Mental Disorder


Friends of the Forensic Science Club, this week we present the paper “Could Expanding and Investing in First-Episode Psychosis Services Prevent Aggressive Behaviour and Violent Crime?” by Hodgins, S. (2022), in which the author carries out a revision about previous literature about the treatments that people with schizophrenia have received to improve their aggressive behavior. 

Schizophrenia is a very complex and difficult to treat mental illness, which causes suffering to those who suffer it in the first person, but also their loved ones.

Some people who develop or present it, engage in aggressive and sometimes criminal behavior.

Most of these individuals suffer a first episode of psychosis that marks a before and after, but before this episode they usually show behaviors with a certain level of aggressiveness.

However, the needed services to treat the first episodes of psychosis have improved the care of these people, by their early interventions in the course of the illness. This would also help with violent behavior, since some people with schizophrenia have a history of violent behavior and even antisocial behavior since childhood, so they will need urgent treatment. 

Even so, the reality is that many care services for the first episode of psychosis do not treat or evaluate aggressive behavior, so patients manifest them inside and outside psychiatric services.

On many occasions, when this aggressive behavior explodes and someone gets hurt, the perpetrator is charged with a violent crime. Some of these people are judged not criminally responsible due to the mental disorder they suffer, and are sent to forensic psychiatric hospitals. Others are found guilty and sentenced to prison in a conventional center.

In other words, the human costs of the inability to identify and treat these patients when they first come to clinical services are enormous.

Existing literature indicates that first episode psychotic care services have the potential to prevent many manifestations of these aggressive behaviors and, therefore, violent crimes by people with schizophrenia.

This would reduce the human suffering of patients and victims, as well as the costs of police, courts, prisons and other social care resources, also helping to reduce the stigma against people with mental illnesses.

There is evidence that confirms that people with schizophrenia are more likely than their peers of the same age and gender to engage in aggressive behavior (which, in turn, can lead to criminal prosecution). They are at higher risk of being convicted of non-violent and violent crimes, and especially of being convicted of homicide. However, mental health services for people with schizophrenia do not assess or treat aggressive behaviors.

A meta-analysis found that 35% of people who contacted care services for their first episode of psychosis had previously suffered at least one aggression.

For example, a study with more than 200 people treated by these services, carried out in the United Kingdom, found that a third of men and 10% of women were convicted or found not guilty for mental illness in at least one violent crime . That is, it appears that most patients with schizophrenia who display aggressive behavior are indeed at increased risk of offending.

In general, among the people that present a first episode of psychosis and suffer from schizophrenia, there are two groups: one of them are people who have a long history of violent behavior problems that have sometimes ended up turning into crimes, and on the other hand, there are the people who recently manifest this type of aggressive behavior.

Another significant piece of information is provided by a study carried out in Canada, which reports that the majority of people declared not criminally responsible due to a mental disorder, between 2000 and 2005, were men with a diagnosis of schizophrenia who had committed a violent crime.

A meta-analysis showed that 29-38% of the patients seen in first-episode psychosis clinics used cannabis regularly.

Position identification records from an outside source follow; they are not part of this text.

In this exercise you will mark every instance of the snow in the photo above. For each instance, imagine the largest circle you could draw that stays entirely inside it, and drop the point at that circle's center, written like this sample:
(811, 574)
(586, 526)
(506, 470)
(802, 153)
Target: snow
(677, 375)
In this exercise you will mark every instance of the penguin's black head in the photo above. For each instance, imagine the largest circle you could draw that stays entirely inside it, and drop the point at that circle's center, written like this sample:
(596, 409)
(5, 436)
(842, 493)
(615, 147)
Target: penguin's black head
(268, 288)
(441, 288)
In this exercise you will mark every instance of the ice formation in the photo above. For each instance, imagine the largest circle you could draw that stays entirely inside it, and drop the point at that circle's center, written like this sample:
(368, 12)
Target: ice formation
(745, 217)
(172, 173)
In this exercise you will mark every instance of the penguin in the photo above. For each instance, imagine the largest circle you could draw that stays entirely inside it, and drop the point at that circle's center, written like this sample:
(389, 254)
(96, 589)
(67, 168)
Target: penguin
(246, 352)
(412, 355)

Another meta-analysis found that, among people with severe mental illness, the risk of violent attitudes increased between two and five times with cannabis use. This suggests that these people may also suffer from an addiction disorder.

On the other hand, adults with schizophrenia show higher levels of victimization than their neighbors, even after being aware of their own criminality, and are also more at risk of being victims of homicide.

It has been shown that when treatment is applied to these patients, which in addition to being focused on schizophrenia also focuses on violent behavior, their mental health improves and aggressive episodes are reduced.

Therefore, all the available evidence suggests that identifying and treating this behavior, in addition to psychosis, would reduce the suffering of patients, and the secondary human and economic costs. In addition, it would promote the safety of patients and their loved ones and help them with their independence and autonomy.